En plus, il y a toute la chaîne de production d’hydrogène derrière. Contrairement à l’électricité qui est chargée directement dans la batterie de la voiture, l’hydrogène est fabriqué à travers l'électricité au travers de l’électrolyse. Et vous devez redistribuer cet hydrogène, le liquéfier et tout cela rend les choses fort difficiles pour le véhicule à hydrogène.
 
Quelles devraient être les utilisations prioritaires de l’hydrogène ?
 
La première utilisation de l’hydrogène au Maroc devrait être les engrais azotés. Ensuite, on pourra penser à exporter ce gaz en Europe. Il peut aussi utiliser l’hydrogène pour fabriquer le gaz naturel, à travers la réaction de Sabatier (hydrogène et dioxyde de carbone pour donner du méthane et de l’eau).
 
Son usage pour la voiture individuelle ne devrait clairement pas être une priorité. Il n’y a aucune chance que la voiture à hydrogène remplace un jour la voiture thermique.  La voiture électrique va sans doute la remplacer, mais pas la voiture à hydrogène.

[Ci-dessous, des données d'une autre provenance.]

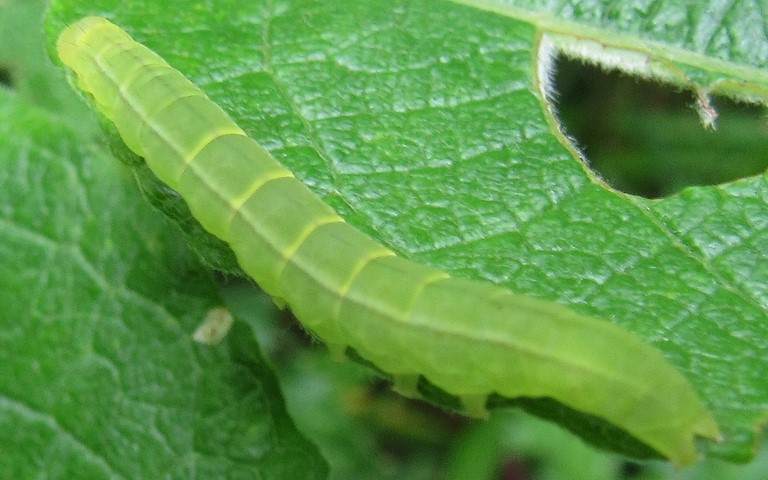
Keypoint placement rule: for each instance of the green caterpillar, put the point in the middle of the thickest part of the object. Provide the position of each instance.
(469, 338)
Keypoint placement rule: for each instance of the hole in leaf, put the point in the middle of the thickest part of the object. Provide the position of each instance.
(646, 138)
(6, 78)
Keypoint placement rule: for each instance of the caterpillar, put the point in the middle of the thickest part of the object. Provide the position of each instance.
(470, 338)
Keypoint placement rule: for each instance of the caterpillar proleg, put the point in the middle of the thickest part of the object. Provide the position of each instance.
(470, 338)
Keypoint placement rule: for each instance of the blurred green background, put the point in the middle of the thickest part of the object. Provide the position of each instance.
(643, 138)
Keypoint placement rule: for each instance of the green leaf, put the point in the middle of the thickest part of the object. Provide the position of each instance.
(426, 125)
(99, 375)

Et si le Maroc va dans cette direction, il fait très clairement une erreur stratégique en matière de politique énergétique.
 
Recueillis par S. C.

Compétitivité : Un atout marocain

En tant que tel, l’hydrogène n’est pas une source d’énergie mais un vecteur énergétique. Cela veut dire qu’il permet de stocker et de transporter de l’énergie sous une autre forme. En ce sens, l’hydrogène vert devrait jouer un rôle important dans la transition énergétique mondiale. Selon les prévisions de l’ONU, la demande pour l’hydrogène pourrait atteindre 650 millions de tonnes à l’horizon 2050, soit environ 14% de la demande énergétique mondiale totale anticipée.

Cet hydrogène devrait cependant être “vert”, c’est-à-dire venant exclusivement d’énergies renouvelables. De par sa position géographique, le Maroc pourrait fabriquer ce gaz avec un coût au kilogramme des plus compétitifs au monde.

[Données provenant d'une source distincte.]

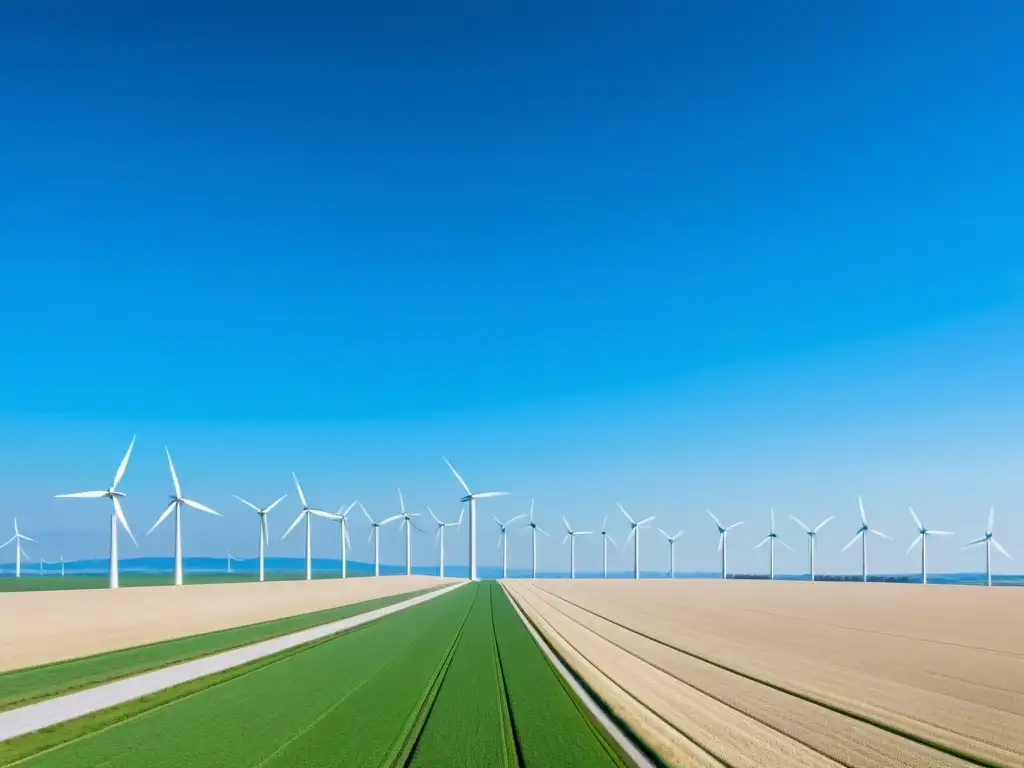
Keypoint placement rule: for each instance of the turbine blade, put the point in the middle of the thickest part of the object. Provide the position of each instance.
(294, 523)
(632, 521)
(124, 464)
(913, 544)
(121, 518)
(302, 497)
(174, 475)
(915, 518)
(248, 504)
(458, 477)
(162, 517)
(83, 495)
(200, 507)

Pour cette raison, le Souverain avait donné le 22 novembre 2022 ses instructions pour l’élaboration d’une “offre Maroc” pour la filière de l’hydrogène vert. Cette nouvelle offre devrait couvrir l’ensemble de la chaîne de valeur de la filière de l’hydrogène vert au Maroc.

L’info...Graphie


Start-ups : Quels sont les autres prototypes ?

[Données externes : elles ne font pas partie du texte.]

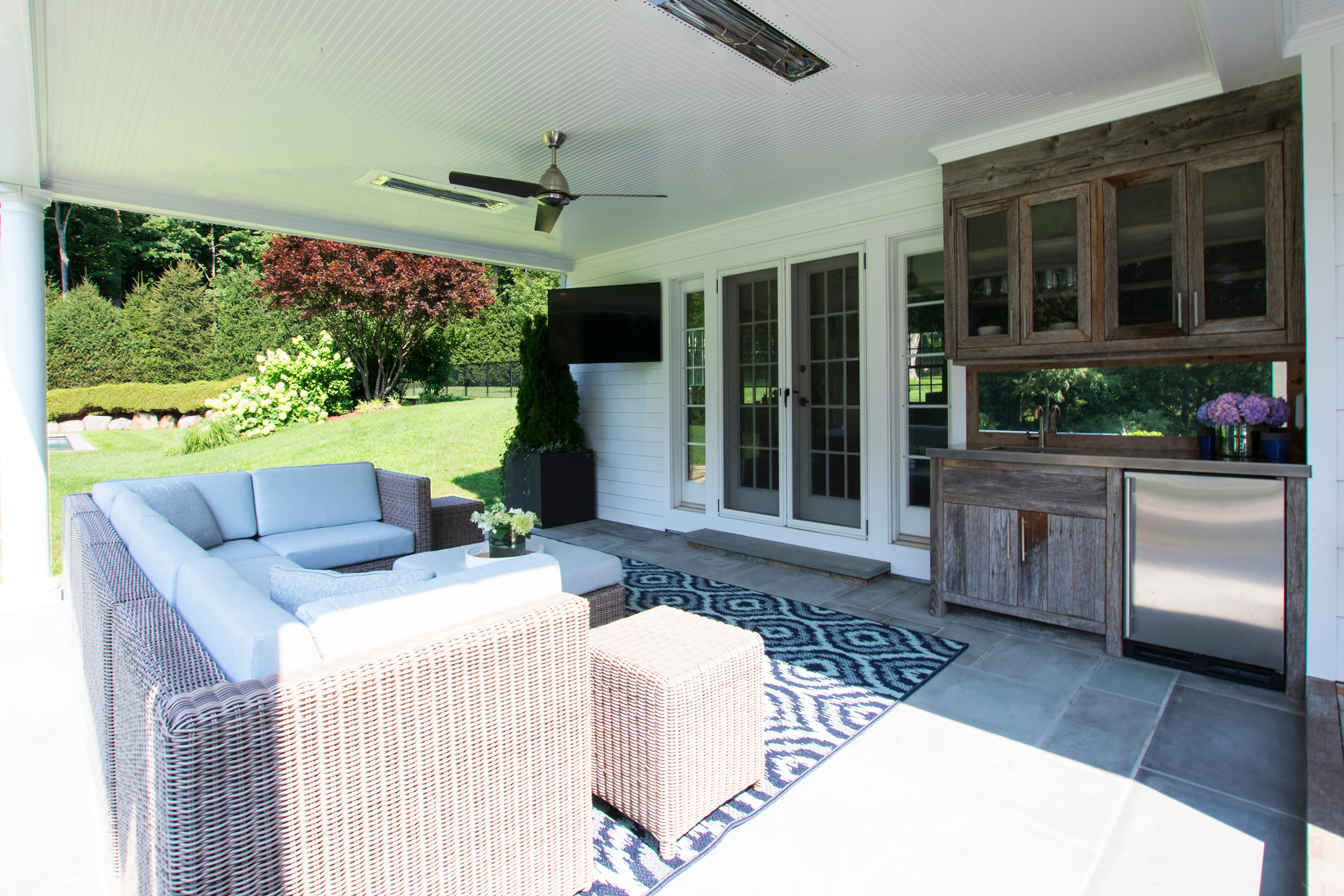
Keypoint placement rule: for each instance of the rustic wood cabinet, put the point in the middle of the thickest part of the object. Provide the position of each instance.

La NamX de Faouzi Annajah est certes un des projets les plus prometteurs dans le domaine de la voiture à hydrogène, mais il n’est pas le seul. Dans le monde, on dénombre une dizaine de start-ups qui veulent se lancer sur le même créneau.
 
Parmi les plus connues, il y a l’entreprise française Hopium, lancée en 2019 par le pilote automobile Olivier Lombard. Introduite à la Bourse de Paris en mars 2020, la start-up encaisse des pertes importantes et est contrainte, en mars 2023, de suspendre son projet de voiture à hydrogène de luxe Hopium Machina Vision, pour se concentrer sur l'industrialisation des piles à combustible et des véhicules à hydrogène grand public.
 
De l’autre côté de l’Atlantique, la start-up californienne Hyperion Motors a dévoilé en 2022 son modèle de voiture à hydrogène Hyperion XP-1. Le véhicule hyper-futuriste défie toute la concurrence avec une autonomie de 1.600 kilomètres en utilisant, comme la NamX, un système de stockage via piles à combustible.
 
A côté de ces pionniers, les constructeurs automobiles classiques tentent aussi de commercialiser des modèles équivalents. Honda avait ainsi proposé le modèle à hydrogène FCX Clarity, avant d'abandonner le projet par manque de perspectives. La Toyota Mirai est pour l’instant le modèle le plus vendu aux Etats-Unis, avec 2.629 unités écoulées en 2021, suivie par la Hyundai Nexo avec 430 unités.